Europe – The European Commission has presented a proposal for new shipbreaking legislation, which focuses on EU-registered vessels. If accepted, owners of large commercial ships will be required to maintain a certified inventory of any hazardous materials.
Bidding to implement a more stringent environmental approach in order to identify illegally scrapped vessels more easily, the Commission intends to adopt several legislative measures – all of which are based on the 2009 Hong Kong Convention covering ship recycling. Some existing requirements are even set to be extended.
Key impacts on the industry would include careful tracking of dangerous on-board substances such as asbestos, PCBs and oil sludge, and a requirement to reduce these levels before the vessel is subjected to the recycling process. Moreover, any of the companies involved would be required to contact member states if a ship is to be scrapped and would be held responsible for ensuring this takes place in an EU-approved facility.
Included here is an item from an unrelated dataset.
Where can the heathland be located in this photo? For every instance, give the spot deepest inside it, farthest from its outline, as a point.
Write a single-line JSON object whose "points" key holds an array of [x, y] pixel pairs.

The listed demands would be expected to cost ship owners around Euro 22 million in 2015 and a total of Euro 112 million by 2020. The Commission does not see this as a cause for objection as it believes industry costs will drop significantly once the Hong Kong Convention enters force.
The European Commission emphasises that small, non-ocean-going ships and military vessels will not be subject to the new regulation, as they are commonly dismantled in the EU or in OECD countries.